Kisah Nabot, Kisah Indonesia
Oleh: Sefnat A. Hontong
Kitab I Raj. 21:1-10 berkisah: ada seorang warga masyarakat Israel bernama Nabot. Ia mempunyai kebun anggur yang letaknya berdekatan dengan istana raja Ahab (ay 1). Pada suatu hari sang raja ingin memiliki kebun anggur itu (ay 2). Namun Nabot tidak mau memberikannya, dengan alasan karena tanah itu adalah hak warisnya (ay 3). Akibatnya sang raja menjadi stress dan tidak mau makan (ay 4). Melihat keadaan sang raja seperti itu, Izebel sang permaisuri lalu membuat surat kaleng yang isinya mengatakan Nabot telah mengutuk Allah dan raja. Tujuan Izebel adalah membawa Nabot ke pengadilan agama demi mendapatkan kebun anggur Nabot (ay 5-10). Pada gilirannya Nabot sang rakyat kecil yang tidak berdaya itu, mati dilempari dengan batu. Sedangkan Ahab bersama Izebel sang penguasa berhasil memiliki sebidang kebun anggur tersebut, dengan cara yang sangat licik (ayat 11-16).
Yang menarik dalam kisah ini ialah sikap Nabot yang mempertahankan hak warisnya. Tanah bagi Nabot ialah sesuatu yang tidak terpisahkan dari keberlangsungan hidup keluarganya dan relasinya dengan Allah. Hak pemilikkan atas tanah dalam pandangan Etika Perjanjian Lama, pertama-tama bukan dimaksudkan sebagai Hak Asasi Manusia (HAM), melainkan lebih menunjuk pada relasi tanggung jawab antara manusia dan Allah. Tanah dimanfaatkan dan dikelola dalam rangka menciptakan keberlangsungan hidup secara ekonomi, tetapi sekaligus juga untuk memuliakan Allah. Jadi, hak pemilikkan atas tanah pada satu pihak memperlihatkan adanya tanggung jawab untuk sebuah eksistensi hidup yang berkelanjutan (relasi ekonomi), tetapi juga menjadi tanda adanya hubungan yang khusus antara manusia dengan Allah (relasi iman). Memiliki sebidang tanah, sama artinya memiliki hubungan yang khusus dengan Allah.
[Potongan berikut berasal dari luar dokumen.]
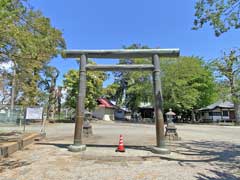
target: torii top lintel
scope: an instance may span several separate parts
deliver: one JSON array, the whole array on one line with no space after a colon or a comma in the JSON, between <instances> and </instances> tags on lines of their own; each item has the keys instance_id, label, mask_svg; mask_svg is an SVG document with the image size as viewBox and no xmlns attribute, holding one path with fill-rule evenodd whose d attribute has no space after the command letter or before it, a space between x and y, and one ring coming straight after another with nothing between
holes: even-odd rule
<instances>
[{"instance_id":1,"label":"torii top lintel","mask_svg":"<svg viewBox=\"0 0 240 180\"><path fill-rule=\"evenodd\" d=\"M86 55L88 58L148 58L153 55L159 57L178 57L179 49L112 49L112 50L64 50L62 57L79 58Z\"/></svg>"}]
</instances>

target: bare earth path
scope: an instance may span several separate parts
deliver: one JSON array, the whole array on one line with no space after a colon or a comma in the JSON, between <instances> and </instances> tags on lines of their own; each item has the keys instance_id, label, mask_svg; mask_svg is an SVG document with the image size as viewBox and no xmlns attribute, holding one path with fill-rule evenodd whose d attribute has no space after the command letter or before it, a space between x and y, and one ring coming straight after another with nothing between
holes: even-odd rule
<instances>
[{"instance_id":1,"label":"bare earth path","mask_svg":"<svg viewBox=\"0 0 240 180\"><path fill-rule=\"evenodd\" d=\"M182 138L159 156L155 126L95 122L87 151L71 153L74 124L49 124L47 138L0 161L0 180L240 179L240 127L177 125ZM116 153L119 134L126 153Z\"/></svg>"}]
</instances>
Mengolah tanah untuk mencukupkan kebutuhan hidup sehari-hari, sama artinya dengan membangun hubungan iman terhadap Allah. Maka, memberikan ataupun menggeserkan hak pemilikkan atas tanah kepada orang lain, sama artinya dengan memberikan atau menggeserkan suatu hubungan khusus yang sedang terjalin bersama Allah, kepada orang lain.
Kelihatannya pandangan etis seperti itu tidak menjadi sesuatu yang penting untuk dihormati bagi seorang raja yang memimpin secara monopoli. Akibatnya seorang warga negara seperti Nabot yang lemah, kecil, dan tidak berdaya, harus menerima resiko kematian dengan cara yang tragis, terpisah dari kehidupan dan miliknya sendiri. Tanahnya kemudian menjadi milik sang penguasa. Bersamaan dengan itu status sebagai umat Allah diganggu oleh system kekuasaan yang monopoli. Nabot telah menjadi sebuah contoh dari nasib sejumlah besar rakyat biasa yang menderita dan dirampas hak hidupnya oleh sebuah kebijakan monopoli ekonomi dan politik. Di Indonesia drama kekuasaan seperti ini sudah dan sering berlangsung.